Cost of a Tdap Vaccine
Most private insurance plans bear the cost of this vaccine. The cost of this vaccine in India is Rs. 1143.12. Many local bodies and government hospitals are offering this vaccine without any cost to underprivileged children.
Tdap Vaccine During Pregnancy
The CDC recommends any pregnant woman can take this Tdap vaccine anytime between weeks 27 and 36 of pregnancy.
If you are expecting and take Tdap pregnancy, then whooping cough won’t get transmitted to the newborn. Infants get more severe symptoms, including life-threatening complications from whooping cough.
Tdap Vaccination Schedule
Depending on your age and history, your doctor will recommend your vaccination schedule and dosage.
- Ages 11 to 12 years: 1 dose Tdap
- Pregnancy: 1 dose Tdap during each pregnancy, mostly between 27 to 36 weeks
Ages 13 to 18 years who haven’t received Tdap: 1 dose Tdap, then a Td (to prevent tetanus and diphtheria) or Tdap booster every 10 years
Ages 7 to 18 years who aren’t fully vaccinated with DTaP: 1 dose Tdap as an integral part of catch-up series (preferably the first dose); if add-on doses are needed, use Td or Tdap
Tdap Administered at Ages 7 to 10 Years:
Children (7 to 9 years) who got Tdap should receive the routine Tdap dose at ages 11 to 12.

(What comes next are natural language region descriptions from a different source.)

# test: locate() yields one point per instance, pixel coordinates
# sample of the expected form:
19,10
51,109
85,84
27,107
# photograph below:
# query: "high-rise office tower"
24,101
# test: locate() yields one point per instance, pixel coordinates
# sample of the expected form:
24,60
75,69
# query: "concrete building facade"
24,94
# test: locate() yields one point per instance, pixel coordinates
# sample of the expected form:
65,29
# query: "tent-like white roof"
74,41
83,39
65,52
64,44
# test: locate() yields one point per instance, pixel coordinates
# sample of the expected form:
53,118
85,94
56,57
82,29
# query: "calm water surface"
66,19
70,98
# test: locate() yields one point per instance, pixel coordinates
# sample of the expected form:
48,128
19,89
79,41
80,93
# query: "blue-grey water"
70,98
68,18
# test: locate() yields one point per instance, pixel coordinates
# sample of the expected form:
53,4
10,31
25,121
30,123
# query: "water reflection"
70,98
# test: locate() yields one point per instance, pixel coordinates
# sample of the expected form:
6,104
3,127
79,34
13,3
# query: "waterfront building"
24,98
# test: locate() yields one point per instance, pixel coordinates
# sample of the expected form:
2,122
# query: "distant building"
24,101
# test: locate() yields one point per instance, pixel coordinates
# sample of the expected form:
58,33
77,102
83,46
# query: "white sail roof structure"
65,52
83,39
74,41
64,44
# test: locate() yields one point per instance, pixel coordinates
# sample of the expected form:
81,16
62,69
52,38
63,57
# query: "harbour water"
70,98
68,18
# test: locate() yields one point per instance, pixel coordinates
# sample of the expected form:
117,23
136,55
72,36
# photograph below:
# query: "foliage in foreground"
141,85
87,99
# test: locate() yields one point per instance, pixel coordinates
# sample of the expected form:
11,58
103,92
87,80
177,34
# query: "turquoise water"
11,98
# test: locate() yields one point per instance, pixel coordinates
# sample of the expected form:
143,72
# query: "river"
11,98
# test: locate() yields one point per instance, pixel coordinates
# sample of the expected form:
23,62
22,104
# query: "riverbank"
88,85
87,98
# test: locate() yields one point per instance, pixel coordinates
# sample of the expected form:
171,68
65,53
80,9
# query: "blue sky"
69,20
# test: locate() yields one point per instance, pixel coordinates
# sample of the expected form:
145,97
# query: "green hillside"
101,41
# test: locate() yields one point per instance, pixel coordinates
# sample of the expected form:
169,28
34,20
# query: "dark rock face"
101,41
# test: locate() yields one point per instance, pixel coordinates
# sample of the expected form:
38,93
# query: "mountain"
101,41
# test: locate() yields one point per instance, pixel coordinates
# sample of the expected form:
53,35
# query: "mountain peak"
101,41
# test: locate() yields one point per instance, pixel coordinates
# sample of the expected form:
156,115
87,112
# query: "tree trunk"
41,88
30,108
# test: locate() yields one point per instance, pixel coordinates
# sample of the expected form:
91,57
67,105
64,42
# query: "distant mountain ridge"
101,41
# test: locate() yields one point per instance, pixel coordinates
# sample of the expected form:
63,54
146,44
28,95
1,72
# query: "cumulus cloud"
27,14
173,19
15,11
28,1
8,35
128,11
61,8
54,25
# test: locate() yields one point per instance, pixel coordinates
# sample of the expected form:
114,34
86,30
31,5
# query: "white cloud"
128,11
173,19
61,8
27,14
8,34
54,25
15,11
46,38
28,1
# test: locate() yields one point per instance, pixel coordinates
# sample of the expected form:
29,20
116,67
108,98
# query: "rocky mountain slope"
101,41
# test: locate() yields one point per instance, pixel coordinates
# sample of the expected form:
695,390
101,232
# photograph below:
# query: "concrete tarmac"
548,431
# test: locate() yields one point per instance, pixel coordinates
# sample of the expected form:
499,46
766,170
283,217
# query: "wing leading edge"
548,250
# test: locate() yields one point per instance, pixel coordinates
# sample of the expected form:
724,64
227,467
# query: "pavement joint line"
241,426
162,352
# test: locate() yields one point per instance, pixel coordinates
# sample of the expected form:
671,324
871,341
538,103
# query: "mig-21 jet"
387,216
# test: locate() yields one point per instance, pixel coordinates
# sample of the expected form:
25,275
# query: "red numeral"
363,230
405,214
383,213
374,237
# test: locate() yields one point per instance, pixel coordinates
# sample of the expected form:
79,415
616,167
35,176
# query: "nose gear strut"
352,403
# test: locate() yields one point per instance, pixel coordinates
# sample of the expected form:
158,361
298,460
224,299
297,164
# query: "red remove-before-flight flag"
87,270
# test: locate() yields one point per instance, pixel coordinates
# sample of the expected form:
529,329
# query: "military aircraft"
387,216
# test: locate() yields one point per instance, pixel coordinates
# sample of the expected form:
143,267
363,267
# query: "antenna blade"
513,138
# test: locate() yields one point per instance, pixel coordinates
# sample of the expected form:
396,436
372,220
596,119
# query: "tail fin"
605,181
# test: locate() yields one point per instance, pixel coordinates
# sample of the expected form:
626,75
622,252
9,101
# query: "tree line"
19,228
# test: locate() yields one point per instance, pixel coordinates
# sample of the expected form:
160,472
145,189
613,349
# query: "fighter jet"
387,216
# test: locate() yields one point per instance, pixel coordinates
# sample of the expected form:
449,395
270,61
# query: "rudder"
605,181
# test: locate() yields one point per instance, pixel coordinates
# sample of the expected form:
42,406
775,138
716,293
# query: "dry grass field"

Children aged 10 who got Tdap don’t need to receive the routine Tdap dose at ages 11 to 12.
Who Should Get the Tdap Vaccine?
If you are above 18 years, you should get a dose of Tdap instead of your next Td (tetanus and diphtheria) booster if:
- You have never received the Tdap vaccine
- You can’t recapitulate whether you had the Tdap vaccine
A Td booster is applied every 10 years with a single injection in the upper arm.
You must take a Tdap booster before the 10-year interval if
- You are in close contact with an infant younger than 12 months
- You are pregnant
Who Should Avoid Getting the Tdap Vaccine?
Though the chances of allergic reactions are very low with the Tdap vaccine, still some people should avoid this vaccine and they are,
- People who experienced a previous lethal allergic reaction to any vaccine that contains tetanus, diphtheria, or pertussis
- People who were in a coma or had seizures within 7 days of a childhood dose of DTP or DTaP, or a previous dose of Tdap
- Anyone below 7 years old
Inform your doctor if you have Guillain-Barre syndrome or noticed excessive pain or swelling after any previous vaccine containing diphtheria, tetanus, or pertussis.
The Bottom Line
Tdap vaccination is very imperative to maintain your and your infant’s health. Get in touch with your nearby healthcare professionals to ensure that your Tdap vaccinations are up to date and will offer you the highest protection against diseases.